Data source
AustinApartmentRent
from Thomas Sager at University of Texas at Austin
https://www.dropbox.com/s/g04jhka2u2ubrnm/AustinApartmentRent.xls?dl=0
SAS regression code
libname BA "/home/jaekyoungkim0/BA";
PROC IMPORT DATAFILE="/home/jaekyoungkim0/BA/AustinApartmentRent.xls"
OUT=BA.apts
DBMS=XLS
REPLACE;
RUN;
* Get summary statistics on RENT in WORK.APTS;
proc means data=apts;
var rent;
RUN;
* Test normality of RENT in BA.APTS;
proc univariate data=BA.apts normal;
var rent;
RUN;
* Regress RENT (Y) on AREA (X) in WORK.APTS;
proc reg data=WORK.apts;
model rent = area;
RUN;
* Regress RENT (Y) on AREA (X) in BA.APTS, add predicted and residual values to a WORK output dataset,
and test normality of the residuals;
proc reg data=BA.apts;
model rent = area;
output out=apts2 p=pRent r=residRent;
RUN;
proc univariate data=apts2 normal;
var residRent;
RUN;
* To get the exact standard error for estimate of rent and mean rent of 1000 sq ft apt,
add a 61st apt with missing value for its rent, and area = 1000;
data BA.apts2; set BA.apts;
/* Bring in data lines from BA.APTS */
output;
* Process the following code when reach the 60th observation;
if _n_ = 60 then do; area=1000; bathrooms=2; rent = .;
/* period is the missing value code */
output;
end;
RUN;
* Regress RENT (Y) on AREA (X) in BA.APTS2, calculate plug-in estimates of Y
and mean Y for every AREA, and print stdevs for mean Y and confidence intervals for individual
and mean Y for every area;
* The 61st apt is not used in the regression, but confidence intervals are calculated;
* CLI=Confidence Limits for Individual apts; * CLM=Confidence Limits for Means of apts;
* Default confidence percentage is 95%;
proc reg data=BA.apts2;
model rent = area / CLI CLM;
RUN;
Regression result
Interpretation
- The number of sample
- N = 60
- The rent of an Austin apartment that will be randomly selected from the population of all Austin apartments
- mean(평균) = $572.27
- An expected margin of error
- standard_deviation(표준편차) = $140.52, but we cannot quantify the % confidence. The Central Limit Theorem (CLT) does not apply to individuals drawn from a distribution.

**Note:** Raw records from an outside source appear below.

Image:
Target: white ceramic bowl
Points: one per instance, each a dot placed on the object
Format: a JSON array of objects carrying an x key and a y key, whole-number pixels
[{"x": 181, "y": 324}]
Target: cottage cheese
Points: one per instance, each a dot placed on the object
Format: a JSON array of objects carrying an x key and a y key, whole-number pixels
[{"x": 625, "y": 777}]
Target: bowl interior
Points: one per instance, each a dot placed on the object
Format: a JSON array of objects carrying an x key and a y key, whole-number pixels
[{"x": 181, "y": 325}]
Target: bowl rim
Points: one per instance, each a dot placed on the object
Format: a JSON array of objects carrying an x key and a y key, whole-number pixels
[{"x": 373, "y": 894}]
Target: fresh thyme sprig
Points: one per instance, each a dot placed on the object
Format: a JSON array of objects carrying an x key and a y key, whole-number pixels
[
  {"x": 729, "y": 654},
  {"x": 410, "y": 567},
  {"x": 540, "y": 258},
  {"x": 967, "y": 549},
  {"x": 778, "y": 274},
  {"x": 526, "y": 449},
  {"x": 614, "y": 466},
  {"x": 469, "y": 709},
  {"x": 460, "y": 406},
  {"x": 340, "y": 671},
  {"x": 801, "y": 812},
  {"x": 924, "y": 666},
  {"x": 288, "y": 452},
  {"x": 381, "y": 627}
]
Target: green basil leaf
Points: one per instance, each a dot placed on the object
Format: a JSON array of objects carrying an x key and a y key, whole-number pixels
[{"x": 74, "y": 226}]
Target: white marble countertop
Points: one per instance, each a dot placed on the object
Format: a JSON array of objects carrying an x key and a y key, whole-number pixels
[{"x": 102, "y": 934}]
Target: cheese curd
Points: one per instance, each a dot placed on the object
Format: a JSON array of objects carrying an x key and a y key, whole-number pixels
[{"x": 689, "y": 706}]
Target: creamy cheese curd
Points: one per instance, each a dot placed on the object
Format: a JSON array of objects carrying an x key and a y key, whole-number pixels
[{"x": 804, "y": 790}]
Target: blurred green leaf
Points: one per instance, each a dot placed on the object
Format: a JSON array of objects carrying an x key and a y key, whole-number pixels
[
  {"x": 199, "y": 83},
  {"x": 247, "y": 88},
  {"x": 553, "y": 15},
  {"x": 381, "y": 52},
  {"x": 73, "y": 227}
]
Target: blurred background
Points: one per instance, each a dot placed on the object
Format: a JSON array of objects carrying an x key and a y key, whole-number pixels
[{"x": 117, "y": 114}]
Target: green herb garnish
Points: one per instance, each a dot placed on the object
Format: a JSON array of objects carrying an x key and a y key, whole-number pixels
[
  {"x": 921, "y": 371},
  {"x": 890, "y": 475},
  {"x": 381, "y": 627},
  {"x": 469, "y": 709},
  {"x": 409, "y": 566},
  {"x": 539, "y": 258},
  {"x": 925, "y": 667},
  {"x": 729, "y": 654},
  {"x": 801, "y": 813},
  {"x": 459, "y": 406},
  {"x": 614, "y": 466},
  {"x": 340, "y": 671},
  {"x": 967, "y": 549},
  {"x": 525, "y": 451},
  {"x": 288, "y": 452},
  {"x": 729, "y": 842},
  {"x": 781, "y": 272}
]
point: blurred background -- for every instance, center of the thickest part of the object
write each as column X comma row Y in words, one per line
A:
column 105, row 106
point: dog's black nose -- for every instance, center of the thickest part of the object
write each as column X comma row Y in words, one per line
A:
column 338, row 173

- The mean rent of all Austin apartments
- mean = $572.27
- An expected margin of error
- standard_deviation / sqrt(N) = $140.52 / sqrt(60) = $18.14, and the probability that the sample mean is found within one standard error of the true mean is about 68%(by CLT).
- The meaning of intercept_parameter_estimate
- The average fixed cost
- An expected margin of error
- intercept_standard_error = 31.36081, and the probability that the sample mean is found within one standard error of the true mean is about 68%(by CLT).
- The meaning of area_parameter_estimate
- The worth of additional 1 square foot.
- An expected margin of error
- area_standard_error = 0.03685, and the probability that the sample mean is found within one standard error of the true mean is about 68%(by CLT).
- The rent of an Austin apartment that will be randomly selected from the population of all Austin apartments that have 1000 square feet of area
- intercept_parameter_estimate + area_parameter_estimate * area = $160.19 + $0.505 * 1000 = $665.19
- An expected margin of error
- root_MSE = $68.86, but we cannot quantify the % confidence. The Central Limit Theorem (CLT) does not apply to individuals drawn from a distribution.
- The mean rent of all Austin apartments that have 1000 square feet of area
- intercept_parameter_estimate + area_parameter_estimate * area = $160.19 + $0.505 * 1000 = $665.19
- An expected margin of error
- root_MSE / sqrt(N) = $68.86 / sqrt(60) = 8.89, and the probability that the sample mean is found within one standard error of the true mean is about 68%(by CLT).
- The proportion of variation of rent that can be attributed to the effect of area
- R-Square = 0.7640